Let $X$ be a random variable that takes values in the discrete set $\{a_1, \dots, a_m\}$ with probabilities $\{p_1, \dots, p_m\}$ such that $\mathbb{E}[X] = 0$. The sequence of random variables $\{X_i\}_{i=1}^{\infty}$ is such that the $X_i$'s are independent and identically distributed according to $X$. If we define a sequence of random variables as $\displaystyle Y_n = \frac{1}{\sigma\sqrt{n}}\sum_{i = 1}^n X_i$ for $n \geq 1$ where $\mathbb{E}[X^2] = \sigma^2$, then the Central Limit theorem states that $Y_n$ converges to a standard normal variable in distribution. In fact, we can extend this convergence for every bounded continuous function $f$ and show that $\mathbb{E}[f(Y_n)]$ converges to $\mathbb{E}[f(Z)]$ in distribution, where $Z$ is a standard normal variable.
Now, under the assumption of finite third moment of $X$, which is true in our case, Berry-Esseen theorem gives bounds on the rate of convergence of $Y_n$ to $Z$. It states that $|F_n(x) - \Phi(x)| \leq C n^{-1/2}$, where $F_n$ and $\Phi$ are the cumulative distribution functions of $Y_n$ and the standard normal random variable respectively. The constant $C$ depends on the moments of $X$.

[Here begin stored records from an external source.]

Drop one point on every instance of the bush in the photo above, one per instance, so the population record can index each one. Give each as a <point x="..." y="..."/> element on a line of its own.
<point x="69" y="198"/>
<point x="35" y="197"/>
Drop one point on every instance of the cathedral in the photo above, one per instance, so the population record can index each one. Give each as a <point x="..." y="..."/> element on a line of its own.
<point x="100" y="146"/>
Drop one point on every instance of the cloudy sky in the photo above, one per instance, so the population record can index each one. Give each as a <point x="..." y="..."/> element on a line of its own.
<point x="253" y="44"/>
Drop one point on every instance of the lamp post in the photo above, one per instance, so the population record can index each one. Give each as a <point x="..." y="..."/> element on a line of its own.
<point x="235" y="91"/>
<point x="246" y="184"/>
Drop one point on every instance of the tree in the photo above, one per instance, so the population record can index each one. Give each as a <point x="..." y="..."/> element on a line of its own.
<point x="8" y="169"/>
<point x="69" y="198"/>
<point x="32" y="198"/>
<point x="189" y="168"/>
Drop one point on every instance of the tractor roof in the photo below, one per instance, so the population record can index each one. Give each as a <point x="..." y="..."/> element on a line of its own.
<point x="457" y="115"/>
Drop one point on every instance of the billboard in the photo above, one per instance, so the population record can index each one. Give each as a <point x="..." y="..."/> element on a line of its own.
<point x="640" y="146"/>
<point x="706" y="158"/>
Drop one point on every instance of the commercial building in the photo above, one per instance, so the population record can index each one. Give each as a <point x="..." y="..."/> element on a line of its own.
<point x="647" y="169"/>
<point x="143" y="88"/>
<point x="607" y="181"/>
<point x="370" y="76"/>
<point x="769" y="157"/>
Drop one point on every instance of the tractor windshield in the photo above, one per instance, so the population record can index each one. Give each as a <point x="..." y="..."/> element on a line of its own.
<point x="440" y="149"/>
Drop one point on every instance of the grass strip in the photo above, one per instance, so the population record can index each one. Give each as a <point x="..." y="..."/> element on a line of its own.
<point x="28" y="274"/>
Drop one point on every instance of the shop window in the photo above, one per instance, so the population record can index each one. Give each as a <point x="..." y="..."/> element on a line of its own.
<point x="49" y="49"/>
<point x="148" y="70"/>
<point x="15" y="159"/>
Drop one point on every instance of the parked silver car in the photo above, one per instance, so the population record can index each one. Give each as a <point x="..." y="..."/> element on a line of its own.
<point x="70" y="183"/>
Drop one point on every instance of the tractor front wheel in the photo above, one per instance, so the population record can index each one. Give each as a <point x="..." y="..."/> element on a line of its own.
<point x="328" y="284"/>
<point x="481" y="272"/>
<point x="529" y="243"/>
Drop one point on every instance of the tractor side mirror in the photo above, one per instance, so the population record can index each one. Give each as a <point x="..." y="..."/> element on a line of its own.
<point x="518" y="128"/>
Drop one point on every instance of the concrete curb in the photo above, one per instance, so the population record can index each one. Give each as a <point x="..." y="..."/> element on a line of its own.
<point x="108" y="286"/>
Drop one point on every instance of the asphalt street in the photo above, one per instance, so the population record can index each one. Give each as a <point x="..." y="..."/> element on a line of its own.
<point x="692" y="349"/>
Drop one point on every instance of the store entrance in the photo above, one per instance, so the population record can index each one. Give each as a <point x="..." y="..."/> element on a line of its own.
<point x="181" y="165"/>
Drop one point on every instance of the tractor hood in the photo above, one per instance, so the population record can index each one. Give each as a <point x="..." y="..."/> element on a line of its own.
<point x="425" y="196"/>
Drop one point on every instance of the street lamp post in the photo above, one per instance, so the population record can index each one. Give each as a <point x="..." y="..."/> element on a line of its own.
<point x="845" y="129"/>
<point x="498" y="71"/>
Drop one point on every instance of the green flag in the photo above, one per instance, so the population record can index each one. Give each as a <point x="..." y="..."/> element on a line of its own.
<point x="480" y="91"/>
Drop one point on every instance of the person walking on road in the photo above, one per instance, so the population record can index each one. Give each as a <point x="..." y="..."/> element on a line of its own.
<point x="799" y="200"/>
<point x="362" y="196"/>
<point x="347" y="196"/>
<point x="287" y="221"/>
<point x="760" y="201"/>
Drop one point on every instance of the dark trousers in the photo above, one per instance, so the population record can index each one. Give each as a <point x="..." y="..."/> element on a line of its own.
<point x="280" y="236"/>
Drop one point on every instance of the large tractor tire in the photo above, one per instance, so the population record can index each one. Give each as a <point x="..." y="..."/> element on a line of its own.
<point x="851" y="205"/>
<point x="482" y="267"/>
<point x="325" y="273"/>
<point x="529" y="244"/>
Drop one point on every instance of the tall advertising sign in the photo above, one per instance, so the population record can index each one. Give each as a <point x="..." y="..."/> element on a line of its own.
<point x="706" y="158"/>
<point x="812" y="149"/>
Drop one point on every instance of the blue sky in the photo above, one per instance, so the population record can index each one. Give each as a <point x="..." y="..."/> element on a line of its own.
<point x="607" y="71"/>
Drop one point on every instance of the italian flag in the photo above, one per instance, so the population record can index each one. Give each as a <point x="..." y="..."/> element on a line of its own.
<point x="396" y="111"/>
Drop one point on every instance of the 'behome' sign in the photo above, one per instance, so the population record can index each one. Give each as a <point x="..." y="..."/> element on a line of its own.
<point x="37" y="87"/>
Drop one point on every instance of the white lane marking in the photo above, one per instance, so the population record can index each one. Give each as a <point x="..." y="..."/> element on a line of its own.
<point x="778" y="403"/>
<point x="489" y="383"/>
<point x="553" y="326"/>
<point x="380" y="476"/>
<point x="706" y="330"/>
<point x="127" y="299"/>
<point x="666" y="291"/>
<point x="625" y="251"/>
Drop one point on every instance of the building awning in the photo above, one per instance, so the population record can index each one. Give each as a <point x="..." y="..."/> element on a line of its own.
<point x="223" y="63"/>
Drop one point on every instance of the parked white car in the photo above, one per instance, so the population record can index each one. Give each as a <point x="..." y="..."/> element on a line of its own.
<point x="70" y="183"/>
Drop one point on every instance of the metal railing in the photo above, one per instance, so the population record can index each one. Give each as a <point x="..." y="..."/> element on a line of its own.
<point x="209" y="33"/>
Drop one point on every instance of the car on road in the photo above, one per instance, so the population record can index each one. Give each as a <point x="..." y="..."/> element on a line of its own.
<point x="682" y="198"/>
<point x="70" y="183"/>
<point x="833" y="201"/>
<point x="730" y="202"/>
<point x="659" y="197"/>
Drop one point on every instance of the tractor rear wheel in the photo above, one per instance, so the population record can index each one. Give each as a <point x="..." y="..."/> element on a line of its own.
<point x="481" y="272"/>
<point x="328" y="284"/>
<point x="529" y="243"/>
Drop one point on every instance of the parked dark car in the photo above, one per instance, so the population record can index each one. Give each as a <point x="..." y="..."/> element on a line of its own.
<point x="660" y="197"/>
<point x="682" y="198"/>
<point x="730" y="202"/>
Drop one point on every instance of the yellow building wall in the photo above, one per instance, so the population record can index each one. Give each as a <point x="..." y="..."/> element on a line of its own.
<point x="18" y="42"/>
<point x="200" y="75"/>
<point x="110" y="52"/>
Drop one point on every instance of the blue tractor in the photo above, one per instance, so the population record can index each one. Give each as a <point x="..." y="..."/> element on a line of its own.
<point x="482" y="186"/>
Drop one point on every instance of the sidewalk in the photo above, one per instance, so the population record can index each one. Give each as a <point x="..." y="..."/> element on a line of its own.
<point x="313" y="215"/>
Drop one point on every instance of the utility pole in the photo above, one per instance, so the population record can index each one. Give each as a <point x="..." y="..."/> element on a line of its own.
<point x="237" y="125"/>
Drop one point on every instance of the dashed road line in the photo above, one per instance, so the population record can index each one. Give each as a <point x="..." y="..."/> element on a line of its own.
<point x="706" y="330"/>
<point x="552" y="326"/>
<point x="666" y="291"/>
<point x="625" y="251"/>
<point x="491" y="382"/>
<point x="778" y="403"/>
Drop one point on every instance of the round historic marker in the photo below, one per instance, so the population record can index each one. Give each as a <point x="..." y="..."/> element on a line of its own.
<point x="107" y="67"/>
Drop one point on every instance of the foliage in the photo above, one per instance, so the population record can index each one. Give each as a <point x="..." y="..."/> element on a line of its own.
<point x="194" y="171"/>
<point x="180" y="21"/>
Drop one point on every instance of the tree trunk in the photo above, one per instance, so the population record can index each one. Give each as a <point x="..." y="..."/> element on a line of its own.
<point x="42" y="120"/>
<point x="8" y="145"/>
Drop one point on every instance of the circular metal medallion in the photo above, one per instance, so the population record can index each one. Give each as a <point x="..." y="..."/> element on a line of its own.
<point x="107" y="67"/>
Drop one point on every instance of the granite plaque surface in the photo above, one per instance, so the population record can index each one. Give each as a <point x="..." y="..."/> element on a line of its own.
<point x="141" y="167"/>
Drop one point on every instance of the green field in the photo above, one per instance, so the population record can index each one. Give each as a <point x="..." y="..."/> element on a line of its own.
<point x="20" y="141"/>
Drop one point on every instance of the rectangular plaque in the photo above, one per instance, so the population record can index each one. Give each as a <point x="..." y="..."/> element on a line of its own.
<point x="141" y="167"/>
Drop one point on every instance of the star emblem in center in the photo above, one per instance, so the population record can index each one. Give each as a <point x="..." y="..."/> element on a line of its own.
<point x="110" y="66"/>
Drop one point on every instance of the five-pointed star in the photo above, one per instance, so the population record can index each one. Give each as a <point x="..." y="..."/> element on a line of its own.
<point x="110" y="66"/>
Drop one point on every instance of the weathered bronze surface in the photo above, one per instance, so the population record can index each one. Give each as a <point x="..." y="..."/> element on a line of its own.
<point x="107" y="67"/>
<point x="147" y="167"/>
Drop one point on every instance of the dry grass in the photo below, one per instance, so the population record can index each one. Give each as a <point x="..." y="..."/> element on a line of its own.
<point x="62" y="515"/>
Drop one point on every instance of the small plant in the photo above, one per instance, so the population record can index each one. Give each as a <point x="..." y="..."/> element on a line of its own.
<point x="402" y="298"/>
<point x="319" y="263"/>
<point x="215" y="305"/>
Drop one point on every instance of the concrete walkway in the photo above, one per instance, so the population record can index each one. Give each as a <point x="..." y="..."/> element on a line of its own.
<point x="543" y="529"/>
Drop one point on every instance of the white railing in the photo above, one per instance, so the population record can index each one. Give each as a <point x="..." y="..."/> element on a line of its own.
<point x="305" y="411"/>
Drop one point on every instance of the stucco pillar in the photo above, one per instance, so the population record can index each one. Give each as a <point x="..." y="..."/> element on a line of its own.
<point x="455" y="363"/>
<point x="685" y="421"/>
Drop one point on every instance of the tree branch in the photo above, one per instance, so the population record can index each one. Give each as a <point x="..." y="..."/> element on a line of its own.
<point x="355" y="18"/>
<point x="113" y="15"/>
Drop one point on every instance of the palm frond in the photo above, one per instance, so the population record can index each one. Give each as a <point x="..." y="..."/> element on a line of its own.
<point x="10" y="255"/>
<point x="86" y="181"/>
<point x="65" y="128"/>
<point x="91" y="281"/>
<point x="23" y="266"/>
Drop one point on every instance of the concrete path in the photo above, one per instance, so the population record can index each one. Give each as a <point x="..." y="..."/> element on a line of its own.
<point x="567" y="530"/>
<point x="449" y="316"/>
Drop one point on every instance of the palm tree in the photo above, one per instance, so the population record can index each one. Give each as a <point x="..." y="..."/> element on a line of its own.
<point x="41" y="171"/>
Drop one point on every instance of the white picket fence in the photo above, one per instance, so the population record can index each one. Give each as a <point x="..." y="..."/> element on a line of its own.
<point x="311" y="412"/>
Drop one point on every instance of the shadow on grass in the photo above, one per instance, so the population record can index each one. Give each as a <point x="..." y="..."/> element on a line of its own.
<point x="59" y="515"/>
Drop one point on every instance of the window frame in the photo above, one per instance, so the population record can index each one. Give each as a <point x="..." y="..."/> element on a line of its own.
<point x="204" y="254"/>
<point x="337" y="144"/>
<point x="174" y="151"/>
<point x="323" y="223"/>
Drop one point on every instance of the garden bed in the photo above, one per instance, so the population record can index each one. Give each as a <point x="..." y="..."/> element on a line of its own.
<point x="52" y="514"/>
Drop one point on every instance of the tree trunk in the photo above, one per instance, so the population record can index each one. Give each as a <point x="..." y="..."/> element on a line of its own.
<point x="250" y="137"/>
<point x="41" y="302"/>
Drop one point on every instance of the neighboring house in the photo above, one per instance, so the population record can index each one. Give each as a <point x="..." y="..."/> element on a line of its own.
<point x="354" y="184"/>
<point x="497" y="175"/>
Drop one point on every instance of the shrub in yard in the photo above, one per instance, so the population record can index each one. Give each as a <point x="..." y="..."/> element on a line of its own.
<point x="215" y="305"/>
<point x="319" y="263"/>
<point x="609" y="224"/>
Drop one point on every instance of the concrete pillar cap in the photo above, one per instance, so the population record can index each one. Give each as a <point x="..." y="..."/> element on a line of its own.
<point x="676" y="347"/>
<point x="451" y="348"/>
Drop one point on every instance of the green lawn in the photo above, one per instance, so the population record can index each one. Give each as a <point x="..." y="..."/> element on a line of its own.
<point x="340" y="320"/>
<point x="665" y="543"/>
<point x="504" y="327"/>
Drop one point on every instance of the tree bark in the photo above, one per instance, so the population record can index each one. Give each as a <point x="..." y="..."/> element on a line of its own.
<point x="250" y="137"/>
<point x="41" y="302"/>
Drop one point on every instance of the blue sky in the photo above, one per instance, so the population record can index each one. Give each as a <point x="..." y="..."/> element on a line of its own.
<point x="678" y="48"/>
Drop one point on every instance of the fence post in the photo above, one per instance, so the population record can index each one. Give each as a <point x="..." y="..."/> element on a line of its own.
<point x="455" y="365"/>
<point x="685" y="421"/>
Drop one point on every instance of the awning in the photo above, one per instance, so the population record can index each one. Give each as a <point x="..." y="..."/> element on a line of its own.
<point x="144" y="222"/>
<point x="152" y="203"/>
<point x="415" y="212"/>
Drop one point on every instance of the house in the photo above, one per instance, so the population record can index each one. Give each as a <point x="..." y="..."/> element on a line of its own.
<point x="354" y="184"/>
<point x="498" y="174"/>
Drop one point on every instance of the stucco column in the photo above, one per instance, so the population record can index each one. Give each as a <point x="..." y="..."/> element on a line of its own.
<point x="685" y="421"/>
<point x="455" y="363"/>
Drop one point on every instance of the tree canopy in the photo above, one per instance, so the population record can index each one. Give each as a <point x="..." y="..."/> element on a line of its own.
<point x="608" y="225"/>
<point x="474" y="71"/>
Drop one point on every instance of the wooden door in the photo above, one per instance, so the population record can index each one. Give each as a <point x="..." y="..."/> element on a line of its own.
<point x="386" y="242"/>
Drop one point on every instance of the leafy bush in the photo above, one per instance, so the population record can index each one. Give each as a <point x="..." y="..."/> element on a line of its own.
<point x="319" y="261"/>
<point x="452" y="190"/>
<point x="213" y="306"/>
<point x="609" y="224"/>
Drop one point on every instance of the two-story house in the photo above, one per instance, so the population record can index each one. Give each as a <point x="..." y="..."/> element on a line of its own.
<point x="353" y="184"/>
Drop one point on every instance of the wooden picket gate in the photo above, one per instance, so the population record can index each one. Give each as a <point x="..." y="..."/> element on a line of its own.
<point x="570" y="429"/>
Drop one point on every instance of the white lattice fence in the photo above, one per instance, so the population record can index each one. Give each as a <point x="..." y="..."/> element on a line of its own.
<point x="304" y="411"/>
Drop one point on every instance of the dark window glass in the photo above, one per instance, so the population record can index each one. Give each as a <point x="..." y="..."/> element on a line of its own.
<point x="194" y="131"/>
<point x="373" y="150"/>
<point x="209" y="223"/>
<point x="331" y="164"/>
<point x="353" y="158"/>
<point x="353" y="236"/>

I am interested in obtaining a similar bound for Moment Generating Function of $Y_n$, that is on the difference $|\mathbb{E}[e^{tY_n}] - \mathbb{E}[e^{tZ}]|$. This previous question establishes that the Moment Generating Functions do converge, which also follows from the claim for continuous functions. The answer in that question also hints on how to obtain the rates. However, I was unable to obtain the bounds using the suggested method.
It seems to me this is something quite intuitive and there would be some existing results in the literature that derive such bounds. However, I have not been able to find any such result. Any solutions or references will be highly appreciated. Thanks.